NCASEF Board Members’ Trip to Tokyo; Franchisees Around the World Facing Similar Issues
Shrinking gross profits. 24/7 operational mandates. Store encroachment. Questionable management tactics. Poor communication with franchisees. Likely these issues sound familiar to you – and they should. 7-Eleven franchisees here in the United States face them on a daily basis, but so do our counterparts across the globe, which is why members of the NCASEF executive board traveled to Tokyo for a series of meetings with Japanese franchise owners who are pressing for change in the 24/7 convenience store culture in that country. NCASEF leadership also met with many prominent members of the Japanese press who have shown a keen interest in this goodwill trip and have covered the meetings at length.
“We were invited to Tokyo to share information and ideas with several leading Japanese franchisees that we have been communicating with over the last few years,” said Executive Vice Chairman Michael Jorgensen, who was joined in the Japanese capital city by Vice Chairman Rehan Hashmi and Treasurer Jaspreet Dhillon. “Like us, they love the 7-Eleven brand, but are frustrated with their situation.”
Japanese franchise owners reportedly are at odds with 7-Eleven’s parent company, Seven & i Holdings, which is headquartered in Tokyo. Japan is facing a massive labor shortage, which makes the mandate to stay open around the clock nearly impossible for many franchisees to meet. NCASEF members have learned that many Japanese franchisees often cannot leave their stores when a loved one dies, because they don’t have the support or staff necessary to keep the store open in their brief absence. That is a situation no franchisee should ever have to face. We also met with the family of a franchise owner who took his own life over the financial and emotional strain operating his business placed on him.

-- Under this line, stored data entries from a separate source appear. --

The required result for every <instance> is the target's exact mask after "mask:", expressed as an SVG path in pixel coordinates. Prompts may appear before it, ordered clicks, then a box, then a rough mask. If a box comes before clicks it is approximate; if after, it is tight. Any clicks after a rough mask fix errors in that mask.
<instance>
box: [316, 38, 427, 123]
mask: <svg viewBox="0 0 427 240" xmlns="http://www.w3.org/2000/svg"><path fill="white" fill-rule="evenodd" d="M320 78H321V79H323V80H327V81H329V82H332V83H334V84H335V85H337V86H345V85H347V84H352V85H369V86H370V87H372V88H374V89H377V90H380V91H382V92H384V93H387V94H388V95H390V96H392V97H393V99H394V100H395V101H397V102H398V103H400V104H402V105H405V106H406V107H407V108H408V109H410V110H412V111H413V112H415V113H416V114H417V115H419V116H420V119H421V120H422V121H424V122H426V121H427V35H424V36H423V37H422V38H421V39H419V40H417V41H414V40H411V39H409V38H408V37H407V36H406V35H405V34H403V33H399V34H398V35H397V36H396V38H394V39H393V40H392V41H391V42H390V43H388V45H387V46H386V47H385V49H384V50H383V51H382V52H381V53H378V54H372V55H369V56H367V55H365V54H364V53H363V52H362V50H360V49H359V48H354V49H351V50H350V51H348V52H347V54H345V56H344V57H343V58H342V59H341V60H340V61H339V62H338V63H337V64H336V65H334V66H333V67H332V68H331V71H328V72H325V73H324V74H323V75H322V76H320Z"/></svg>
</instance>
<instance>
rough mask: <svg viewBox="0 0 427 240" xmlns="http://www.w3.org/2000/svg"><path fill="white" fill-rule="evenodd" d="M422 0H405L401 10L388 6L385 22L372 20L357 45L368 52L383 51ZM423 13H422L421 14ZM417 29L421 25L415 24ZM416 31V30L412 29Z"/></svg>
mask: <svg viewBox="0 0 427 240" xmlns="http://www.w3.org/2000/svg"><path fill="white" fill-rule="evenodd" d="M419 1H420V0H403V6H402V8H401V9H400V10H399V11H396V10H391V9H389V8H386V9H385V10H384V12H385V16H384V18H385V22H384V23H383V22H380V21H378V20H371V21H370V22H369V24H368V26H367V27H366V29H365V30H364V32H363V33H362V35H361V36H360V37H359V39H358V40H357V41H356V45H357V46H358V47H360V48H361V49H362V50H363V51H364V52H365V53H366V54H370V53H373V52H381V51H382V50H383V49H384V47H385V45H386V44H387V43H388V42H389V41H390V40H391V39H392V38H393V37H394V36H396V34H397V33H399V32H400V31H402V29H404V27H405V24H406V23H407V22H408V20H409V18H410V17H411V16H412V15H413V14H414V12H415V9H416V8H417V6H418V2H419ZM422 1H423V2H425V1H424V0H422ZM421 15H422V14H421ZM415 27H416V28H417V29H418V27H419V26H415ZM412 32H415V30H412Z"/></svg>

“We have heard from our Japanese counterparts that encroachment is a major issue,” said Hashmi. “Japan may have one of the most saturated convenience store markets anywhere in the world. They’re facing increased competition for sales and many times that competition comes from another 7-Eleven franchisee who has been sold a store in close proximity to theirs. We have seen 7-Eleven stores literally across the street from each other vying for the same customers. Despite their complaints about the practice, they say the company has repeatedly ignored them.”
In addition, Japanese franchisees face large monetary losses from food waste as a direct result of 7-Eleven’s emphasis on both fresh and hot foods. These products tend to have higher gross margins, but carry higher labor costs as well as creating losses since franchisees must bear the cost of food disposal of unsold goods.
7-Eleven is the top convenience store chain in Japan with over 21,000 stores; the company posted record profits this year. The undisputable reason for this record-setting year is the hard work and dedication of Japanese franchisees. In spite of this, they feel the company’s success is coming at their expense. Franchisees truly ARE the brand in both our countries.
Coalition members have also spent a good portion of the visit discussing our work here in the United States to encourage the passing of fair franchising laws including lobbying members of Congress, communicating with the U.S. Federal Trade Commission via NCASEF General Counsel Eric Karp and meeting with attorney generals in various states. Franchisees in both the U.S. and Japan would benefit from the protections guaranteed under a Fair Trade Act. The Japan Fair Trade Commission has launched an investigation into the country’s convenience store industry focusing in part on whether the 24/7 operating model and other restrictions are putting some franchisees at a disadvantage.
In a letter to the Fair Trade Commission’s chairman, NCASEF General Counsel Eric Karp said, “[The] experience and treatment of 7-Eleven franchisees in Japan closely mirrors the challenges faced by7-Eleven franchisees in the United States,” pointing out “there is a substantial disparity in economic and legal power between franchisors and franchisees.”
“By strengthening our alliance with Japanese franchisees, we are sending a message to 7-Eleven that they can’t ignore us,” said Dhillon. “At the end of the day, we want the same thing. We want the 7-Eleven brand to be successful and we want to be personally successful. We need to work together to make that happen.”